Tra i tanti passatempi vi era anche il carròcciolo o carretta, che consisteva in un piano di tavola con uno sterzo, che si muoveva all’inizio con ruote di legno quindi con dei cuscinetti a sfera. Ci si spostava a turno in quanto procedeva solo a forza di spinte. Era un trastullo per lo più riservato ai piccoli. I grandicelli godevano di altro mezzo meccanico più efficiente, la bicicletta. Ce n’erano di tutte le grandezze dai Pappalardo, dove ai pomeriggi si faceva sovente gran ressa. L’affitto era a tempo determinato, un quarto d’ora, mezz’ora e all’uopo si pagava una cifra prestabilita. Ma che succedeva? Che spesso i marioli, una volta saliti sul mezzo e presoci gusto, se ne dimenticavano e oltrepassavano l’orario fissato. Che fare? Di soldi in più non ce n’erano nelle tasche, quindi cosa rimaneva? Portare furtivamente le biciclette vicino alla porta, spesso buttandole a terra per la fretta e darsela subito a gambe. E i noleggiatori richiamati fuori dal rumore a inveire: figghiu di bona mamma, se ti pigghiu…!

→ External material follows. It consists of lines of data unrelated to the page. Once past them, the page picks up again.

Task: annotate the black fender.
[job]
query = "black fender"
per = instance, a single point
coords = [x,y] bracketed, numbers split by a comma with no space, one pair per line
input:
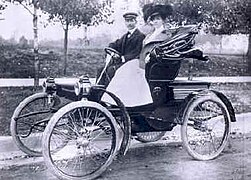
[227,103]
[194,95]
[126,121]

La notte in piazzetta comunque si concludeva in bellezza. Attorno alla monumentale vasca opera del prefato Barca distrutta nel periodo post-bellico da insipienza democristiana in quanto in alcuni tratti si rilevava il fascio littorio, si portavano gruppi di baldi giovani che con strumenti popolari (fisarmoniche, chitarre, clarino, sassofono) e stentoree voci allietavano allegramente (fratelli Cecè e Mario Simone, Ninì e Peppe Polistena, Peppe Violi, Vincenzo Epifanio …). Il cavallo di battaglia di quest’ultimo era la popolarissima Casetta tra gli abeti. Al ritornello Amore, amore, or che il roseto è in fiore ascolta la mia trepida preghiera… esprimeva la sua massima potenza vocale.